Although it is not considered a religious image, Hicks’s Peaceable Kingdom exemplifies Quaker ideals. Hicks painted 62 versions of this composition. The animals and children are taken from Isaiah 11:6–8 (also echoed in Isaiah 65:25), including the lion eating straw with the ox. Hicks used his paintings as a way to define his central interest, which was the quest for a redeemed soul. This theme was also from one of his theological beliefs.
Hicks’s work was influenced by a specific Quaker belief referred to as the Inner Light. George Fox and other founding Quakers had established and preached the Inner Light doctrine. Fox explained that along with scriptural knowledge, many individuals achieve salvation by yielding one’s self-will to the divine power of Christ and the “Christ within”. Hicks depicted humans and animals to represent the Inner Light’s idea of breaking physical barriers (of difference between two individuals) to working and living together in peace.
“… the true religious genius of our race now seems to say, Beware of Churches! Beware of priests! above all things the flights and sublime ecstasies of the soul cannot submit to the exact statements of any church, or of any creed.”
— Walt Whitman, Notebooks and Unpublished Prose Manuscripts (New York University Press, 1984), I:408
Who cares what I think about the topic of religion, one might ask.
It has probably — I would say, certainly — been written and declaimed about far more than any other conceivable topic over the ages, far surpassing topics such as politics.
By the greatest writers the world has ever seen.
But I was thinking about religion the other day because of a conversation I had with a friend of mine. It made me think also of similar conversations I’ve had in the past.
My friend is a professional with an advanced degree. He works in one of the so called helping professions.
He is, as a result of professional training and experience and also by virtue of his nature, a thoughtful, insightful, and caring individual.
I had never had occasion to discuss religion with him before and had no knowledge or idea of what his religion was, other than suspecting that he was probably Christian. In the course of our conversation, I learned that he is Episcopalian.
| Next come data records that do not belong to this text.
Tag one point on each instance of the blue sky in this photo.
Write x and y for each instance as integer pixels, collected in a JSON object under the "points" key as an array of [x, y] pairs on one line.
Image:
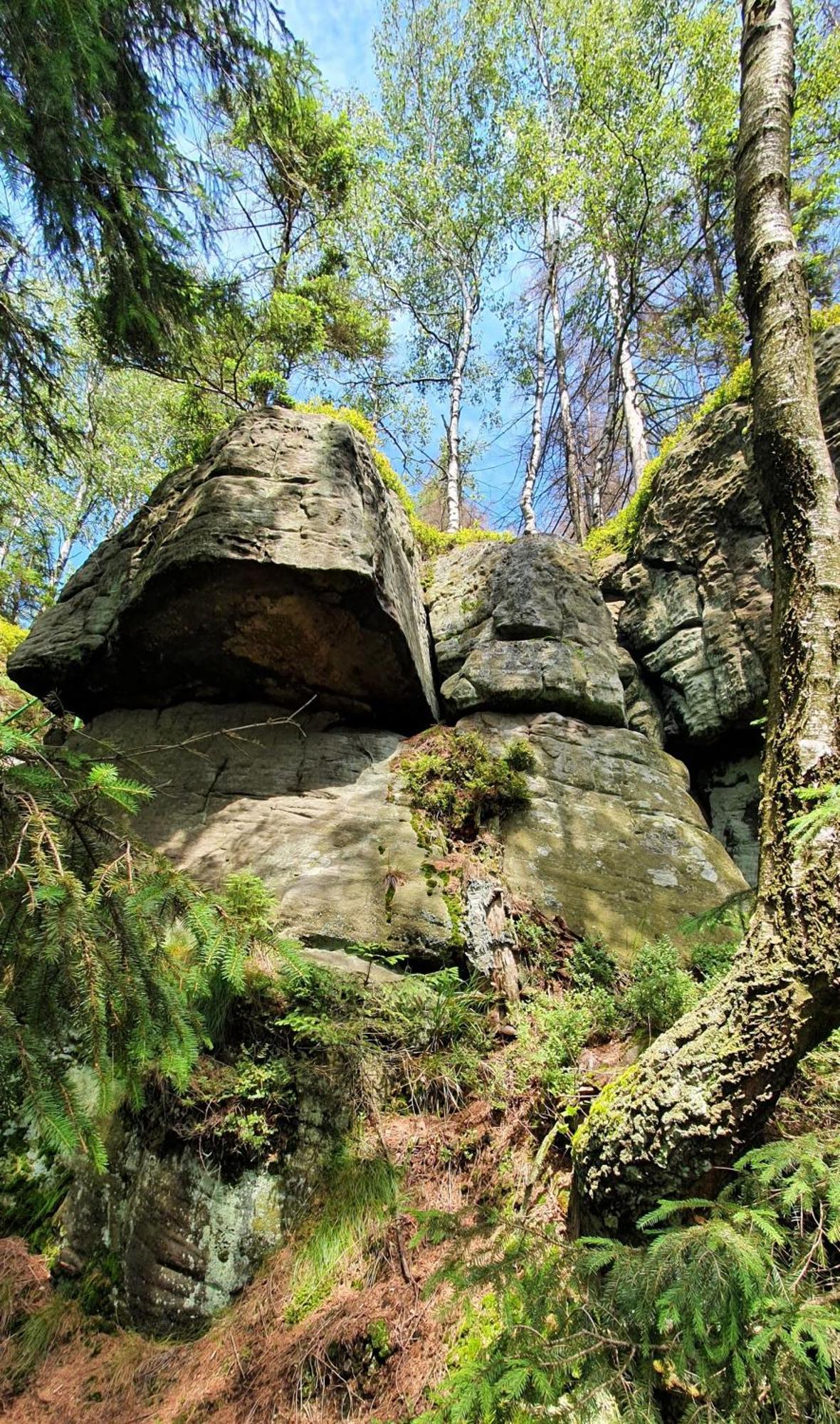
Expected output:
{"points": [[340, 36], [340, 33]]}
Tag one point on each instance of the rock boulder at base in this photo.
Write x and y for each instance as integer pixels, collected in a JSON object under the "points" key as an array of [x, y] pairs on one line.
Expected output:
{"points": [[613, 839], [281, 569], [187, 1237], [525, 626]]}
I was raised as a Congregationalist and later became a Unitarian. (More about this below.)
My friend, while a church member, has a lot of reservations about Christian doctrine and about organized religion. We agreed to disagree.
To summarize, imperfectly, the points my friend made (I don’t have him with me to verify the accuracy of my summary):
— Many Christian beliefs, such as those derived from Bible stories, are patently “false,” meaning that to many an educated person in the modern world, they seem ludicrous. That would apply, for example, to a belief in the immaculate conception or that Jesus was resurrected, as well as Jesus’s miracles.
— Not only is much of religious belief based on fiction, but the historical veracity of much of what, say, is presented in narrative accounts in the Gospels cannot be verified. For example, there is very scant historical evidence for Jesus’s life and ministry. What we have been told may well have been invented and then propagated as revealed truth.
— Organized religion has done and does more harm than good. It has led to barbarity and intolerance. And, to modern day abuses. Conservative religion has become allied with right wing political factions in a way that is an anathema to liberals and progressives.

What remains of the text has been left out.